You might be financially savvy, but chances are you are still making bad decisions. From budgeting missteps and impulse purchases to inadequate contingency planning and much more, nobody is immune to financial faux pas.
It is not wrong to make mistakes. A process of self-discovery and learning is often the best way to learn financial management that best suits you.
However, life insurance is one instrument that leaves little room for mistakes, as the brunt of it is often felt by your dependents. As a risk management tool, life insurance seeks to secure the financial interests of your loved ones in your absence and therefore, it is absolutely critical to avoid any mistakes, big or small.
So, what are the common mistakes and how can you avoid them to make a fool-proof purchase? Let’s take a look:
Not buying a term insurance
People lay a higher emphasis on multiplying their money and often end up buying life insurance solutions for wealth accumulation and investments. They avoid buying a term plan, equipped with excuses like the existing investment-linked insurance products offer a life cover or that they have created enough corpus through other instruments.
However, what most people don’t realize is that the fundamental objective of a term plan is to facilitate economic continuity for your family without disrupting their financial stability. Your investments are often linked to certain goals like a child’s education, retirement, etc. One rarely creates a corpus with the objective of economic continuity for their family. So, if you have dependents, a term plan is not optional.
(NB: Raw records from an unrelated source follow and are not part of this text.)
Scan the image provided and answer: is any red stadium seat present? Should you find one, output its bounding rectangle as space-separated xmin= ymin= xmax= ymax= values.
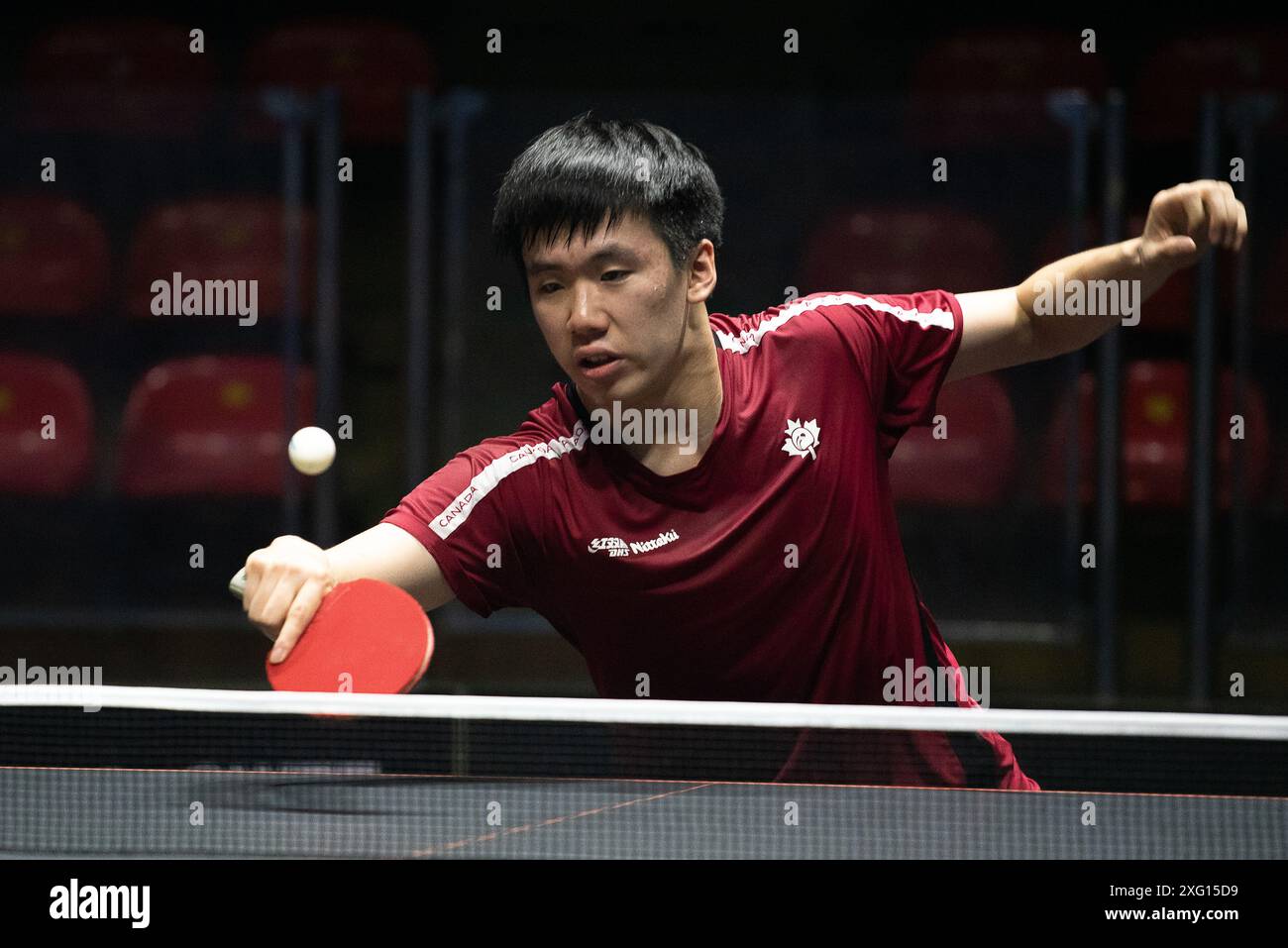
xmin=125 ymin=197 xmax=316 ymax=319
xmin=0 ymin=352 xmax=94 ymax=496
xmin=890 ymin=374 xmax=1018 ymax=507
xmin=1030 ymin=214 xmax=1235 ymax=334
xmin=25 ymin=18 xmax=216 ymax=138
xmin=1042 ymin=361 xmax=1270 ymax=507
xmin=0 ymin=194 xmax=110 ymax=316
xmin=1129 ymin=30 xmax=1288 ymax=143
xmin=117 ymin=356 xmax=314 ymax=497
xmin=803 ymin=207 xmax=1013 ymax=293
xmin=244 ymin=18 xmax=435 ymax=143
xmin=909 ymin=30 xmax=1108 ymax=149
Not an all-in-one solution:
Life insurance is a long-term solution, wherein the policyholder rarely sees its tangible benefits as it is bought for your dependents. This absence of immediate gratification leads to people seeking ‘more’ when buying life insurance. A recurring mistake that people make is linking several goals in one solution, leading to inadequate financial provisioning. It is critical to remember that life insurance protects critical life stage-linked financial needs. So, resist the temptation to treat a single purchase as an all-in-one solution for it can derail your quality of life in the future.
Lack of full disclosure
Making incomplete disclosures is perhaps the silliest, yet the biggest mistake smart people make. They tend to believe they know what should and shouldn’t be disclosed when buying a life insurance policy. A critical part of the buying process is thorough underwriting (financial and medical) to assess the individual’s risk profile and needs. In the quest to prevent an increase in premium, people don’t make complete disclosures. Such mistakes can lead to claims being declined by the insurer, defeating the purpose of the purchase altogether.
An uninformed family
The biggest blunder of all is not keeping your dependents informed regarding your financial decisions. The core purpose of buying life insurance cannot be fulfilled if your dependents aren’t aware of the details of your policy.
Reviewing cover regularly
Considering life insurance is a long-term solution, people often believe that once purchased, your objective has been fulfilled. However, as you progress through your life stages, the financial compulsions of your life change. So, it is critical to review your life cover at least once every year.
Among the chief mistakes smart people make is drawing comparisons between insurance and other financial products. For instance, a Fixed Deposit is often compared with a guaranteed insurance plan. However, FDs and guaranteed plans serve a different purpose – one is a savings product and the other offers a wealth accumulation solution. Similarly, a Ulip is often compared with a SIP. Not only are those two not comparable, they serve different purposes and have their pros and cons.
Every financial decision has a purpose and in the case of life insurance, the objective is simple – securing the dreams and aspirations of your family. To avoid any silly mistakes, ask yourself one question – how can I facilitate financial continuity for my family in a hassle-free manner? When you answer that question, everything else will fall into place.